Il est évidemment nécessaire d’évaluer si un enfant est en difficulté. Mais si c’est au regard d’une grille de difficultés, la catégorisation détruit la particularité de sa difficulté et on bascule dans le contrôle social. L’évaluation se situe plutôt dans l’observation de quelque chose qui fait signe (un enfant qui ne suit pas, qui se disperse), tout en sachant qu’on ne peut pas savoir comme ça, pourquoi il y a ce signe. L’évaluation va résider dans l’interprétation de ce qui fait signe, dans une hiérarchie de valeurs, qui, dans un contexte particulier, va révéler un enjeu, dont il faut se saisir, faute de quoi, on passe à côté de sa responsabilité.

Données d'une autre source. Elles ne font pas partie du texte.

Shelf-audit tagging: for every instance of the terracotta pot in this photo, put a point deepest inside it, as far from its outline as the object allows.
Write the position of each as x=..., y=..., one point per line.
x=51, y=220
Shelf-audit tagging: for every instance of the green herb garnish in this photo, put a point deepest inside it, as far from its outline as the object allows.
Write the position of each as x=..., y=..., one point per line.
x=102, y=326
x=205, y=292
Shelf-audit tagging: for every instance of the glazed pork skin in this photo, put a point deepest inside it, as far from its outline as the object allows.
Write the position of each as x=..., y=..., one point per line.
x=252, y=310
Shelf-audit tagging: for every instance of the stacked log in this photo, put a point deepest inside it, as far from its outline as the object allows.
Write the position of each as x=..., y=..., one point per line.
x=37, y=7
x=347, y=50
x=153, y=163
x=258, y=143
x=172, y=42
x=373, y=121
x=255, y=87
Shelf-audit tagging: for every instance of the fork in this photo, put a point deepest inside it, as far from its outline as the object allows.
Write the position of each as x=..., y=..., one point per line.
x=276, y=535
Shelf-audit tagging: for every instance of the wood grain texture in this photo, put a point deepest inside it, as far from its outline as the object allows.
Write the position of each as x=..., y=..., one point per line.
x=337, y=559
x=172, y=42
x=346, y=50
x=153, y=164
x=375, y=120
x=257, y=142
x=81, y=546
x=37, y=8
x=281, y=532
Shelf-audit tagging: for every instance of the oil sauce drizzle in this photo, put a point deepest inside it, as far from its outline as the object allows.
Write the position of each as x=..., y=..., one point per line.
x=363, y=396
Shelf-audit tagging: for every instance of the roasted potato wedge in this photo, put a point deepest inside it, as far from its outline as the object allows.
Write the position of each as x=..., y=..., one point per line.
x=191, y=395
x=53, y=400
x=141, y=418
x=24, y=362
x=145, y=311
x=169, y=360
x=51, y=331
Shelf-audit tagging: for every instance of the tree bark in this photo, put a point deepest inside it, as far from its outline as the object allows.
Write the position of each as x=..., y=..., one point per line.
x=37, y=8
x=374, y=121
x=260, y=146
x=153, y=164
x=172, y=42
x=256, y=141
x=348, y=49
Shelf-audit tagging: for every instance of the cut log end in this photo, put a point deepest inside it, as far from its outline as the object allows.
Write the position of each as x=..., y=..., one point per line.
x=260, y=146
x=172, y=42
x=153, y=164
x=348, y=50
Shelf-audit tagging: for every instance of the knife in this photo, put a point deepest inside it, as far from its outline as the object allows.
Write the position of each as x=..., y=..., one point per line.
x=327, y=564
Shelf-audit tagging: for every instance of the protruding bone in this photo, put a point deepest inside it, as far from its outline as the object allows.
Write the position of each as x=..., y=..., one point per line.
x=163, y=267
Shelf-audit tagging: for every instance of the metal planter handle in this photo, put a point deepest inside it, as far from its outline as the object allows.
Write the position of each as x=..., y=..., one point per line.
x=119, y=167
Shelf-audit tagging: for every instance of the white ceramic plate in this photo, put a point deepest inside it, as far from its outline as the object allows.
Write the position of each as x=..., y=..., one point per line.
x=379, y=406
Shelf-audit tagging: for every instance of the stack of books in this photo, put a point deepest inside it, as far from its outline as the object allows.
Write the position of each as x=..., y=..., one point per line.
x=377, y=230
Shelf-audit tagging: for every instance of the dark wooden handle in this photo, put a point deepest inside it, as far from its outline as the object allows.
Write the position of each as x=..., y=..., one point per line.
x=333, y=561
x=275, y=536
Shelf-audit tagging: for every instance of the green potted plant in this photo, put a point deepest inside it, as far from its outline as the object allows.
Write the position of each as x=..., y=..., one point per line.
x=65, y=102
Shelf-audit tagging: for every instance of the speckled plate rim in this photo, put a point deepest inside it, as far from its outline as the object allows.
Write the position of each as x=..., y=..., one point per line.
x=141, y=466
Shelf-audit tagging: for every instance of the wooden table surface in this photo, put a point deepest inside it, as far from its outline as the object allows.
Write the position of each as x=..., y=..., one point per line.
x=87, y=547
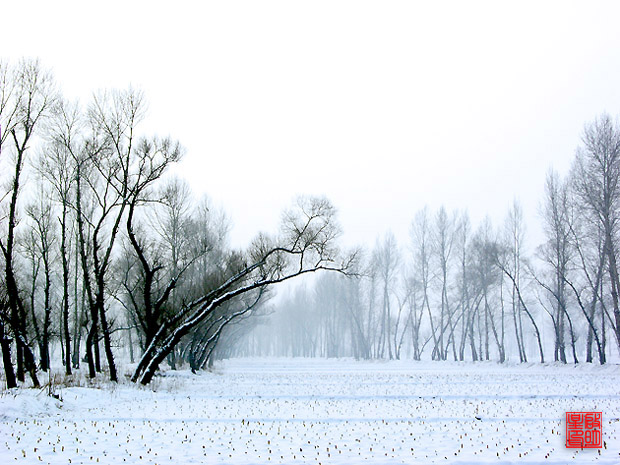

Comment savoir si un élève grandit et s’élève personnellement et collectivement ?
Ce n’est pas une question de savoir, c’est une question d’être en alerte et de repérer ce qui fait signe, par exemple, si un enfant qui était dispersé réussit à se concentrer, que quelque chose est en train de changer et lui ouvre des possibles.
La question de grandir pose la question du dépassement de la frustration : on ne s’élève que si on est capable de dépasser l’altération et la frustration pour comprendre que quelque chose d’autre est plus intéressant, a plus de valeur, et que cela vaut de s’investir, plutôt que d’être dans le confort et la paresse, ou plutôt que d’être dans la violence ou le refus. C’est ce qu’on appelle la sublimation. La sublimation, c’est au fond ce qui permet de dépasser la limite sur laquelle on buttait, parce qu’on a compris autrement, on a compris que ça valait le coup. On a compris que « ça y est, on va y aller ». C’est ce que les éducateurs, avec qui j’ai travaillé, appellent « les petits miracles ».
La question, c’est : « Est-ce que les enseignants sont en alerte sur ce qui fait grandir ? »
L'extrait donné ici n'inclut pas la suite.